O processo de conquista de um território é
fundamentado nas relações de força entre o conquistador e o conquistado.
Quando a população originária é vencida pelos invasores, ela fica à
mercê destes. Caso os vencedores optem por não matar os vencidos e
estes, por medo ou por acreditarem que, naquele momento, não possuem
força suficiente para reverter a situação, resolvam obedecer aos
conquistadores, há a formação de uma verdadeira estrutura de dominação. Esta relação de subordinação se desenvolveu durante o período
colonial brasileiro quando, em 1530, D. João III, Rei de Portugal,
enviou uma expedição objetivando a efetivação do processo de colonização
nas terras de além mar. Apesar de ter havido resistência indígena à
colonização portuguesa, os índios muitas vezes se viram subordinados à
vontade dos conquistadores. Nas missões jesuítas, por exemplo, os índios
eram catequizados de acordo crenças religiosas totalmente divergente
das suas. Ademais, os jesuítas não eram contrários à escravidão
indígena, divergiam dos comerciantes portugueses apenas sob o aspecto de
que estes últimos tinham o interesse em explorar a mão de obra escrava
indígena, principalmente na produção do açúcar; enquanto os jesuítas
objetivavam cristianizar os índios. A conquista portuguesa do território brasileiro também se manifestou
no âmbito jurídico. As normas, regras de convivência e costumes
indígenas nunca foram considerados pelos colonizadores como um Direito a
ser seguido. O máximo que a Coroa portuguesa admitiu foi reconhecer o
Direito dos índios como uma experiência costumeira de caráter
secundário. Nas reduções[1],
os jesuítas, para solucionar as causas indígenas, aplicavam os
princípios religiosos e morais do cristianismo, desrespeitando
reiteradamente a cultura dos índios.
Apesar de os índios representarem, neste momento histórico, o povo
dominado, a historiografia geral relata várias situações em que se
percebe a influência da cultura indígena no modus vivendi dos
portugueses residentes no Brasil como, por exemplo, o fato de alguns
portugueses andarem nus pelas terras de além mar no inicio do processo
de colonização. Disto conclui-se que houve, na realidade, a formação de
várias microestruturas de influência e dominação entre os portugueses e
os índios, uns sobre os outros e não apenas uma única estrutura de
subordinação indígena aos portugueses O Direito vigente no Brasil durante a época colonial era fundamentado
basicamente nas Ordenações Reais portuguesas, quais sejam, Ordenações
Afonsinas, Manuelinas e as Filipinas. O modelo jurídico colonial foi
profundamente marcado pelos princípios e normas lusitanas, refletindo
nitidamente a estrutura de dominação portuguesa.

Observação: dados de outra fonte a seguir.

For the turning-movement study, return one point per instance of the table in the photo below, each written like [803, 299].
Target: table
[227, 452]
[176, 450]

Em 1532, ocorreu a criação das capitanias hereditárias pelo Rei de
Portugal com o objetivo povoar e desenvolver a produção agrária no
Brasil. Assim, a Coroa portuguesa conferiu amplos poderes aos donatários
no domínio de suas terras. Com isso, a aplicação do Direito nas
capitanias era realizada de acordo com os interesses de cada donatário; a
vontade destes era soberana.
Num segundo momento da exploração colonial, por interesses
preponderantemente econômicos da Coroa portuguesa, foram impostas
restrições à utilização da mão de obra indígena e se desenvolveu o
tráfico negreiro de escravos africanos no Brasil. Inicialmente, este
tráfico era administrado pela Coroa que lucrava através da cobrança
pelas concessões conferidas aos particulares para a exploração deste
mercado.
Assim, tendo em vista que o processo de colonização do Brasil nunca foi primordialmente pautado por uma política de povoamento[2],
mas na exploração das terras e riquezas naturais visando lucros
abundantes e fáceis, a alternativa pela mão de obra escrava era a que
melhor se adequava a estes objetivos, pois, além de reduzir os custos no
processo produtivo, ainda gerava lucros através do tráfico negreiro.

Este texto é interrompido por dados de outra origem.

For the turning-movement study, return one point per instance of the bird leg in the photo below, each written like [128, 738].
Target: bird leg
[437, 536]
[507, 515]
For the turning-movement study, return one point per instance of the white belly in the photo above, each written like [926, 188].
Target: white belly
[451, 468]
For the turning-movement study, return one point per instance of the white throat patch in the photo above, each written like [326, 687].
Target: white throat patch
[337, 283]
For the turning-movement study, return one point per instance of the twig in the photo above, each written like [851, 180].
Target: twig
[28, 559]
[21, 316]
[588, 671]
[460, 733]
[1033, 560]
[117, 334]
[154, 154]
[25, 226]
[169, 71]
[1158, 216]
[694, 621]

Desta feita, a opção pelo trabalho do índio foi descartada. Criou-se
um discurso baseado em supostas características indígenas como a
ociosidade, aversão ao esforço disciplinado, aproximando-os dos padrões
de comportamento da classe nobre. Isto legitimava a liberdade civil
indígena e os distanciava do estigma social ligado à escravidão.

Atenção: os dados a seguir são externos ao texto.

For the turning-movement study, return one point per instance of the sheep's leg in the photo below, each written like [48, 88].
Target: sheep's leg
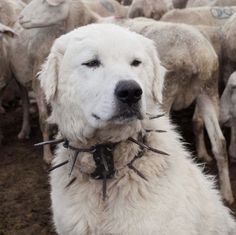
[43, 115]
[198, 128]
[210, 117]
[232, 147]
[25, 129]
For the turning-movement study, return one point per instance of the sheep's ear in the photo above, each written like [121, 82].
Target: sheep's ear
[5, 30]
[48, 76]
[159, 76]
[55, 2]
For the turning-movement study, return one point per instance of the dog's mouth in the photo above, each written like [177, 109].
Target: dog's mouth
[128, 115]
[125, 115]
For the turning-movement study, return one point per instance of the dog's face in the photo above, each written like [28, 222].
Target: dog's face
[101, 77]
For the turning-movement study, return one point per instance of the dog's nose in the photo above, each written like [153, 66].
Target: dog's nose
[128, 91]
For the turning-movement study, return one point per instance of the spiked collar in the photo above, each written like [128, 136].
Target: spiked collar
[103, 157]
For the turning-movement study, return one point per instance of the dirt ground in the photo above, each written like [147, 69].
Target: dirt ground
[24, 189]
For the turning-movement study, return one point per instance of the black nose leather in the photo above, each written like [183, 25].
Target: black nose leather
[128, 91]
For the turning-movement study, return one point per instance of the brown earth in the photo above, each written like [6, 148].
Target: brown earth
[24, 189]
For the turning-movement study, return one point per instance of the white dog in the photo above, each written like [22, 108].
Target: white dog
[104, 83]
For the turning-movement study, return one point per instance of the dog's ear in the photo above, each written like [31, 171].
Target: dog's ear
[159, 76]
[49, 73]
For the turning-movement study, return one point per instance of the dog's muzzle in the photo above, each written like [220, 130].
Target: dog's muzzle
[128, 95]
[128, 92]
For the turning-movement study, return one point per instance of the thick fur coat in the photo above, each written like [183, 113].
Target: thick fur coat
[79, 79]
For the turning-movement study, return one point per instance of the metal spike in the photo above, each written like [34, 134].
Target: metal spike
[159, 131]
[136, 171]
[74, 161]
[104, 186]
[59, 165]
[156, 116]
[71, 182]
[104, 162]
[147, 147]
[50, 142]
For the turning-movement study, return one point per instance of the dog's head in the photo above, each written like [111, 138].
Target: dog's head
[102, 79]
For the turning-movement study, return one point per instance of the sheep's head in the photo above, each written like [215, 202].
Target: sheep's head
[44, 13]
[149, 8]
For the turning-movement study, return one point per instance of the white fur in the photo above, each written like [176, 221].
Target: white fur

A escravidão foi deste modo peça fundamental na estrutura colonial.
Teve-se a formação de um sistema basicamente composto por três camadas
sociais, quais sejam, os escravos, a elite agrária e a burguesia
metropolitana da qual fazia parte os comerciantes de escravos.
Assim, com o advento do tráfico de escravos, os negros no Brasil
também passaram a ser um grupo dominado pelos colonizadores portugueses.
A resistência dos escravos africanos teve seu momento mais expressivo
na formação dos quilombos[3] durante os séculos XVII e XVIII.
O sistema colonial mercantilista no Brasil abrangeu o período
compreendido entre os séculos XVI e XVIII; possuía como características o
fato de o país, como colônia portuguesa, ser local de consumo para os
produtos metropolitanos e de produção de riquezas para a metrópole. Os
portugueses tinham interesse, por exemplo, em importar do Brasil
produtos naturais típicos do clima tropical visto que estes não podiam
ser produzidos na Europa. Assim, a colônia servia de instrumento de
poder econômico para a metrópole que objetivava, essencialmente, o
fortalecimento do Estado português como potência européia.
Desde a época da colonização, a estrutura institucional brasileira
caracterizou-se por ser desvinculada dos interesses da sociedade como um
todo, tendo um forte caráter patrimonialista[4],
ou seja, o poder público foi utilizado em favor dos interesses das
oligarquias agrárias, da Coroa portuguesa e da burguesia metropolitana.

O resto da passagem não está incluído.